I read in early morning, preferably in bed. Or I read afternoons in the
library, seated in the anonymity of a rustling. Turning the pages, my desk-lamp
joining the complicitous glow, I become a member of anonymity. Password carus, lowercase, seat 1030.
Reading in the utopia of airplanes is quite total.
I flew to the British Library to trace Lucretius. I had filled out the
paperwork and received the plasticized reader’s identity card. My declared
interest was the early translation history of De Rerum Natura in England in the 17th and early-18th
centuries. The door handles of the reading rooms were wrapped in soft-grained
black leather bound in place with fine stainless steel wire. (“Lastingness:
Réage, Lucrèce, Arendt”)
Canadian poet and essayist Lisa Robertson’s Nilling: Prose Essays on Noise, Pornography, The Codex, Melancholy, Lucretius, Folds, Cities and Related Aporias
(Toronto ON: BookThug, 2012) is a collection of essays on form and
consequences, with threads that extend out of her previous non-fiction work, Occasional Works and Seven Walks from the Office for Soft Architecture (Astoria, OR: Clearcut Press, 2003; Toronto
ON: Coach House Books, 2006). As she writes in the essay “Disquiet”:
The constituting gesture of the Western city is expulsion. We rid the
bounded site of what we next configure as danger, pollutant, threat to the
self-identifying community. The efficiency of the expulsing gesture has
demonstrated itself: The means of living are what are extracted or wrested from
an elsewhere, and brought apparently cleansed into the agora, in order to the
exchanged for the stance and insignia of authority. It interests me to record
signs of the failure of this hygiene. However thoroughly policed and legislated
such a system is, it is never totalized. Migrants slip through borders, illegal
or sub-legal economies proliferate, or the central economy suddenly reveals its
own illegality. In spite of dominant intentions, movement doesn’t stop. The
city never becomes a static image of its own nostalgia, because some movement
will always be indeterminant. Centrally defined limits and products are
misused, transgressed. Border practices take place on a deeply layered and
concentrated history of related counter-activity. To be in the city is also to
be in the ancient habitus of refusal and resistance. Bodies assert their
incalculable drives. Noise is made. It is the present.
Nilling collects eight
essays, most of which were originally composed “accepting various invitations,”

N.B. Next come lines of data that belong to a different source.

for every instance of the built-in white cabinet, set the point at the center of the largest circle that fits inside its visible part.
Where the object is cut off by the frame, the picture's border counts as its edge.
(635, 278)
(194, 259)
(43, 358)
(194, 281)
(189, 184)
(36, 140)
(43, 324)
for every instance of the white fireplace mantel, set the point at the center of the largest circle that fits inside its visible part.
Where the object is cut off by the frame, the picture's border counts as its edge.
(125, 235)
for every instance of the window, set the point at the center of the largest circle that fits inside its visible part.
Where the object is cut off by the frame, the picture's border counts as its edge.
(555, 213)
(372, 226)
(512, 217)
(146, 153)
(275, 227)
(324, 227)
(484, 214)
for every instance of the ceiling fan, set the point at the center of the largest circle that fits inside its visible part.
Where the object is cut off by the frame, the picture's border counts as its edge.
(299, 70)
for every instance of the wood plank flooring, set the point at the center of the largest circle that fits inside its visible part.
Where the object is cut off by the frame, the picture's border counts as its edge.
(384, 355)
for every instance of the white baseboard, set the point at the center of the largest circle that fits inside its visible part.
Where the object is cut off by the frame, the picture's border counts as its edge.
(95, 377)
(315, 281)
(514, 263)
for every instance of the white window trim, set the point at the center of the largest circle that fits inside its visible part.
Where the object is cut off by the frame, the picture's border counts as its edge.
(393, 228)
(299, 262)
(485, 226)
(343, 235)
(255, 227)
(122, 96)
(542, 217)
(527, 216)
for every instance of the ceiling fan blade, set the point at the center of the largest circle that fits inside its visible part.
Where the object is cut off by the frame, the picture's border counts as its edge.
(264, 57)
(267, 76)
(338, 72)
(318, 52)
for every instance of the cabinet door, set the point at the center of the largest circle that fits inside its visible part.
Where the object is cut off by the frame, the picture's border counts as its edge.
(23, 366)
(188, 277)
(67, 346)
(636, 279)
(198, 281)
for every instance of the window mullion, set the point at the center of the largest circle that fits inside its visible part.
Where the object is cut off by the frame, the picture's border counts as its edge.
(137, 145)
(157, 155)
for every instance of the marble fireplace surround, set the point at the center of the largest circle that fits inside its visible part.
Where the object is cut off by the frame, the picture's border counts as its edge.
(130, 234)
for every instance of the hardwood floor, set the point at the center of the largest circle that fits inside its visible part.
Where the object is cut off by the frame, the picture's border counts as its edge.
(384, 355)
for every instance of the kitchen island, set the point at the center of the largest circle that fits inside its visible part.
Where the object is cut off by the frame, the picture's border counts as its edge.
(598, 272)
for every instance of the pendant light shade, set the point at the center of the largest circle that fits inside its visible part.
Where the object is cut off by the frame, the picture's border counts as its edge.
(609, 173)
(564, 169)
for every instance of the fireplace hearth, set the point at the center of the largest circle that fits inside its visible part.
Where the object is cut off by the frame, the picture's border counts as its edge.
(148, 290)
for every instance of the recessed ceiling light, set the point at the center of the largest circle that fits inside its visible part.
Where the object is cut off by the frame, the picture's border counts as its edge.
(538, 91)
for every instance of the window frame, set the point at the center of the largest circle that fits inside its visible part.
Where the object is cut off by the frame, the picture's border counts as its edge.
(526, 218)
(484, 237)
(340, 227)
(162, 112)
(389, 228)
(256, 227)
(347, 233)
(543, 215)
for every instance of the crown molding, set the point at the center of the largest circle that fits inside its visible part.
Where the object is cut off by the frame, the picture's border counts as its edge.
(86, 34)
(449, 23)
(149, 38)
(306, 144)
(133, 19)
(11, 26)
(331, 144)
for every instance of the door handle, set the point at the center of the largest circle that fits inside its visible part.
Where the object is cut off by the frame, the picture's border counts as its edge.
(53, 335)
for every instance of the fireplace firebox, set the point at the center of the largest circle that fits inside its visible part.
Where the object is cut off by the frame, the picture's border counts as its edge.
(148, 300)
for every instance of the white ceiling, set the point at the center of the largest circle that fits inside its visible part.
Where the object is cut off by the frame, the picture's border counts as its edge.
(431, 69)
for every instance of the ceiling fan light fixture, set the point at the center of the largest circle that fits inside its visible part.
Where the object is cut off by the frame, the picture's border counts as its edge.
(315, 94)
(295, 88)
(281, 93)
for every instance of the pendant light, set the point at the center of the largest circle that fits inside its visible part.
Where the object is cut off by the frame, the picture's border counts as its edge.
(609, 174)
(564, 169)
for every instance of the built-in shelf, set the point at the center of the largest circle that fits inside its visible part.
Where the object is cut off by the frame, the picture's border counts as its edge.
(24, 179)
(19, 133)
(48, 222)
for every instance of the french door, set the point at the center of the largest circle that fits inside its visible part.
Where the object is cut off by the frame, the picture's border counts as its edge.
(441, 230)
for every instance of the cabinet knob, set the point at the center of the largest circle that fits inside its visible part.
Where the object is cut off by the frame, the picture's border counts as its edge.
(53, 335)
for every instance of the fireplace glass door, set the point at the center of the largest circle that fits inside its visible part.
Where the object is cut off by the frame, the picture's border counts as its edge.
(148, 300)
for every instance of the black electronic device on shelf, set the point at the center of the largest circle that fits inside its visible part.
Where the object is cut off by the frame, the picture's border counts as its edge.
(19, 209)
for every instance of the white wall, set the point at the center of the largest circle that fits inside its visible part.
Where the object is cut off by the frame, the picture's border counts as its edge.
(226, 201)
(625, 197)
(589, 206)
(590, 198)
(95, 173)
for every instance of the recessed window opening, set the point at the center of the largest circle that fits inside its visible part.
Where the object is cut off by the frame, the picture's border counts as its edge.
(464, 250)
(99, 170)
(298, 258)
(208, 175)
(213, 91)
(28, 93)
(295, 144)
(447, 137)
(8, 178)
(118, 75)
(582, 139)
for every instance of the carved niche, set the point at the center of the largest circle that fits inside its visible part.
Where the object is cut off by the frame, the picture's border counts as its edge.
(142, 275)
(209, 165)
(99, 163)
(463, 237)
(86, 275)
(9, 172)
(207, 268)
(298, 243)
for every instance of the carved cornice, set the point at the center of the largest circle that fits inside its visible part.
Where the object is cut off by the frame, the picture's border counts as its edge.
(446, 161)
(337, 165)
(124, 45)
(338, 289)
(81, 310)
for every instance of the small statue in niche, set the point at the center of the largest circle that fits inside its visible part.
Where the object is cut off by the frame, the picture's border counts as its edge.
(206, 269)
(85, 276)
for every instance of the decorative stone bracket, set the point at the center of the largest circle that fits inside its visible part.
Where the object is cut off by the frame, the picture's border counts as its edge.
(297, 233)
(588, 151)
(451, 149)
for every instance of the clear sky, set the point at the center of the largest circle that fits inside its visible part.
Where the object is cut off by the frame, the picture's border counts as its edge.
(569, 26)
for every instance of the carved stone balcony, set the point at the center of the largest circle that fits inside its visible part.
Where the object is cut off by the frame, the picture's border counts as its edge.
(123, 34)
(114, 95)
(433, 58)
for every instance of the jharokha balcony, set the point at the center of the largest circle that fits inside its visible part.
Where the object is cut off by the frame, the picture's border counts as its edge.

including an exhibition catalogue for an art show. The essay “Disquiet,” which
is “accompanied by ambient sound records
made at the sites of Atget’s documentary photographs of Paris. Each subtitled
section of the essay has a corresponding soundscape. These recordings can be
accessed on the web at http://www.bookthug.ca/nilling.” Some of the
detailed descriptions of library archives and the nature of decoding text is
reminiscent of Susan Howe’s writing, as Robertson moves through her own
descriptions of marginalia, somehow becoming no longer peripheral, but briefly
central to her experience of reading. Robertson’s essays describe an act of
reading, deep and complex, through a variety of subjects, and describe that
reading, much like visual art, writing or architecture, can’t exist in any way
but as response. As her closing line to “7.5 Minute Talk for Eva Hesse” reads:
“Form – it’s because there are consequences.”